The implementation of a critical incident reporting system for healthcare professionals and regular morbidity and mortality conferences can help to establish a more transparent and instructive environment and to improve weak points in systems of dialysis care units.
What to do in the future
In the last years, patient safety became an important topic in different domains of medicine. Now, it is time to bring this to attention of all healthcare professionals dealing with vascular access asking what can be done to improve patient safety. Quite often, it is not a problem of knowledge but a reluctance of caregivers to implement the available evidence and to make a step towards better long-term results.
We should remember a paragraph by Neil McIntyre and Sir Karl Popper published in 1983, when they first reflected about new ethics, saying: To learn only from one's own mistakes would be a slow and painful process and unnecessary costly to one's patient. Experiences need to be pooled so that doctors may also learn from the errors of others. This requires a willingness to admit one has erred and to discuss the factors that may be responsible. It calls for a critical attitude to one's own work and that of others (18).

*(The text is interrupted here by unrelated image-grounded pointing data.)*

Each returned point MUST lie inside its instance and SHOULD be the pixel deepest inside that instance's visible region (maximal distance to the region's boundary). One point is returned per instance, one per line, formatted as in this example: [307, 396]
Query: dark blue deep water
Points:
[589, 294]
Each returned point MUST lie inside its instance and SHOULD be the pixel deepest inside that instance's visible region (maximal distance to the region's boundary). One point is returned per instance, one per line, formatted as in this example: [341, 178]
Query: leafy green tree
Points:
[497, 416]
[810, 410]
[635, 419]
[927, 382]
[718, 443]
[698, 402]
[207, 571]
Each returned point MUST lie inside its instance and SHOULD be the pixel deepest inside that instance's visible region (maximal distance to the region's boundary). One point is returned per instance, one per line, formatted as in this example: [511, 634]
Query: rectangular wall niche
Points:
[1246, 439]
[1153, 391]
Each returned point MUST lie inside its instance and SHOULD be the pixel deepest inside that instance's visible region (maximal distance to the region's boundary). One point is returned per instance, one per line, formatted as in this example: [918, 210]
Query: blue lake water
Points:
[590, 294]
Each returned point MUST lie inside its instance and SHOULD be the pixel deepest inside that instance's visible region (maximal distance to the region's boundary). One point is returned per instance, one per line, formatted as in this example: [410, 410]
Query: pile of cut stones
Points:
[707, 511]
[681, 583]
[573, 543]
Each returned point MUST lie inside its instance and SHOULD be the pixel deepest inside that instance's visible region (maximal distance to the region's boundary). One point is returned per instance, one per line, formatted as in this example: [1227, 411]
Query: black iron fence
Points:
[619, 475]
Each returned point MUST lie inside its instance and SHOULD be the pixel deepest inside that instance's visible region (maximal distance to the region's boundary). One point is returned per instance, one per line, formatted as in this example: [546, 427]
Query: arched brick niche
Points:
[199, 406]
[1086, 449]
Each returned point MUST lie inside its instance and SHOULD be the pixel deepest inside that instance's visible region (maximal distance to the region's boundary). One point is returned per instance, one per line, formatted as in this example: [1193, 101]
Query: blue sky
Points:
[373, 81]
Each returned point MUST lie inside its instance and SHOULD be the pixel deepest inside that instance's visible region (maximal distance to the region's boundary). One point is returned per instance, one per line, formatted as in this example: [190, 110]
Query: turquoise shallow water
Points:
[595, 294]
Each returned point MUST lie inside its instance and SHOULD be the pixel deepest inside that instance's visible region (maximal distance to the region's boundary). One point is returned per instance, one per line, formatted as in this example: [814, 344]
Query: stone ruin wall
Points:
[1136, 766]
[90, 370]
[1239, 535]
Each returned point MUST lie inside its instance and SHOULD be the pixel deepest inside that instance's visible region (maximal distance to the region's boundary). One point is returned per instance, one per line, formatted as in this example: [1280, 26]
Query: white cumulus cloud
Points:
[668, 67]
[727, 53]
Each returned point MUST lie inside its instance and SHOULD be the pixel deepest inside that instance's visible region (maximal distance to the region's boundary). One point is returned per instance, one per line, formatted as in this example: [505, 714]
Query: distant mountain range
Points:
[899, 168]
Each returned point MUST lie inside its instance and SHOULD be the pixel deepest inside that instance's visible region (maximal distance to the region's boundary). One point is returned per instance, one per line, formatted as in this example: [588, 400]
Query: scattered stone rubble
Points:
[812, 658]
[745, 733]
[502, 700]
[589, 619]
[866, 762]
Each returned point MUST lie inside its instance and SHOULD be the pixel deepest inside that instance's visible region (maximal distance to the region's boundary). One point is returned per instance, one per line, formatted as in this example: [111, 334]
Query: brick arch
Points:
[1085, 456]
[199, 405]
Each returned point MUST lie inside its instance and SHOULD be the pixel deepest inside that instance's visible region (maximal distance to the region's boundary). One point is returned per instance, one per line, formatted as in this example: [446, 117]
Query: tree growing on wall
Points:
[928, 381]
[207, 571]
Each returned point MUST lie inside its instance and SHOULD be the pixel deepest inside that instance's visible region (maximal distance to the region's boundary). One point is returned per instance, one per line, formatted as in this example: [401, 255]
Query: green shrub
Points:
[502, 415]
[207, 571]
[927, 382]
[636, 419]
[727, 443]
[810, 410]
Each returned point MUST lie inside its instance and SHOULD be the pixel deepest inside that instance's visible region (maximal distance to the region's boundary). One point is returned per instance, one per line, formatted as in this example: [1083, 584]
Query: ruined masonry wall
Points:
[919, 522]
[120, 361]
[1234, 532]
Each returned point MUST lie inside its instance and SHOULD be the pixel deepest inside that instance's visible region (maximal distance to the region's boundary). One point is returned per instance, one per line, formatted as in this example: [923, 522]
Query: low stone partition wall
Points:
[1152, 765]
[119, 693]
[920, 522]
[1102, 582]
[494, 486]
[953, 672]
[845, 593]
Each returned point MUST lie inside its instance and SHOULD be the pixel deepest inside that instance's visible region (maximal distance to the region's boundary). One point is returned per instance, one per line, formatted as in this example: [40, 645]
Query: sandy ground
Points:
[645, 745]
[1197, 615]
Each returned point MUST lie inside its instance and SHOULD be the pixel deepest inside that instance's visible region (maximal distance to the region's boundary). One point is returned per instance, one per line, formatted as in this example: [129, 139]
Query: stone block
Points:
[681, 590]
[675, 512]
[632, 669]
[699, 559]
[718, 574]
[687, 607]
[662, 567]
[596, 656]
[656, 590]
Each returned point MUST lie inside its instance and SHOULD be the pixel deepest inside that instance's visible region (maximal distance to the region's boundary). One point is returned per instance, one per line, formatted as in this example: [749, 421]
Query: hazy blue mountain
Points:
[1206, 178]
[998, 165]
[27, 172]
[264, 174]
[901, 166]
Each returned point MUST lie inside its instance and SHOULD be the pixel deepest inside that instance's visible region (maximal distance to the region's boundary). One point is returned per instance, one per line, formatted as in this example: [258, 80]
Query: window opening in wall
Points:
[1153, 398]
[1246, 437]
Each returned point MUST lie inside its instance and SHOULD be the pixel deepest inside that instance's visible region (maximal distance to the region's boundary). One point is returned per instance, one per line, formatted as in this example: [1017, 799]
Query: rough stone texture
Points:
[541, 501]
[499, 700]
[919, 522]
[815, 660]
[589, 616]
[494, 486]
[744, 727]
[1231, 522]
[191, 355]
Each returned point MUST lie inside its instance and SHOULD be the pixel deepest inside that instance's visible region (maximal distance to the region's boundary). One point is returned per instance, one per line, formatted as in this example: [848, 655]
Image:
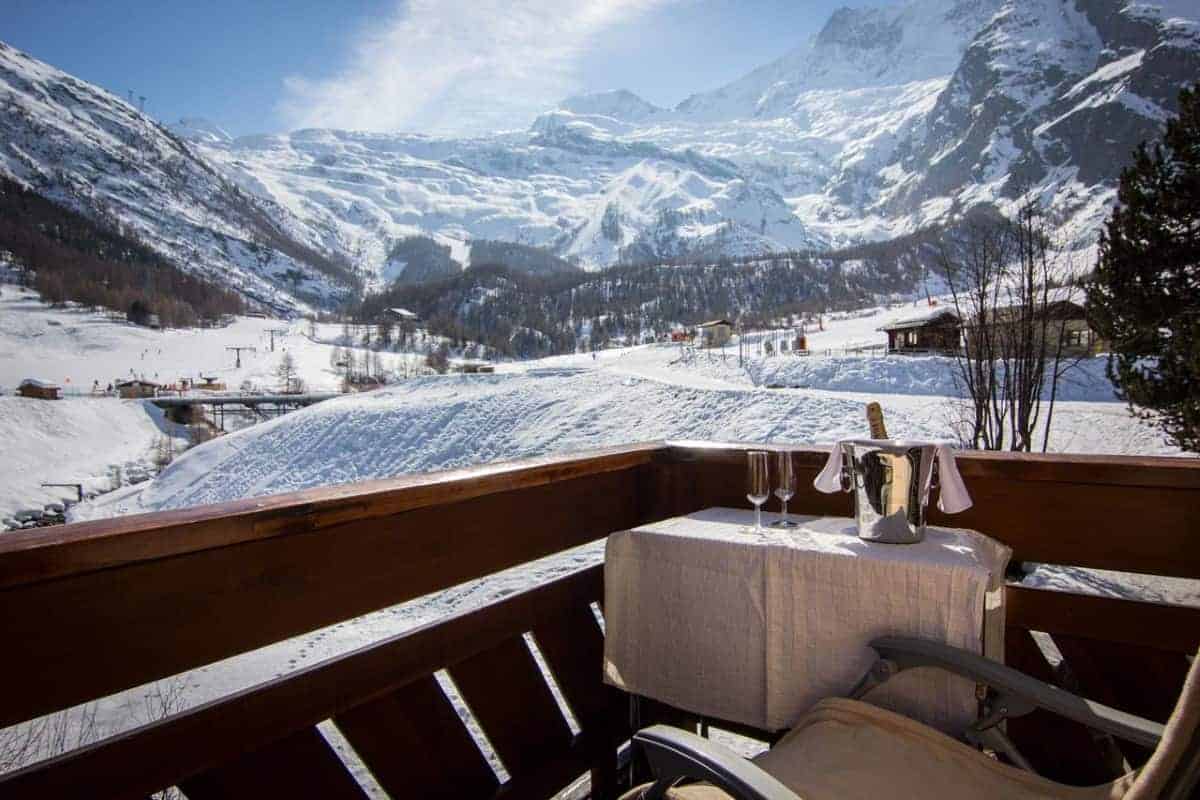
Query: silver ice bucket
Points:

The Vascular Access Society (www.vascularaccesssociety.com) is willing to take responsibility in an initiative to make healthcare professionals more alert to all aspects of patient safety in the domain of dialysis access. We need to pay particular attention to careful treatment of this group of patients who are per se at a higher risk for adverse events. Healthcare research offers the possibility to study issues of patient safety not only by evaluating treatment concepts or new devices but also by studying the whole process of care delivery. Hopefully, our patients will be safer in the future and will appreciate our efforts.
Footnotes
Financial support: None.
Conflict of interest: M.K. Widmer: Convenor and Tutor of Vascular International Foundation and School, Switzerland. J. Schmidli: Executive Board, Convenor and Tutor of Vascular International Foundation and School, Switzerland. D. Schwappach and T.R. Wyss report no conflict of interest.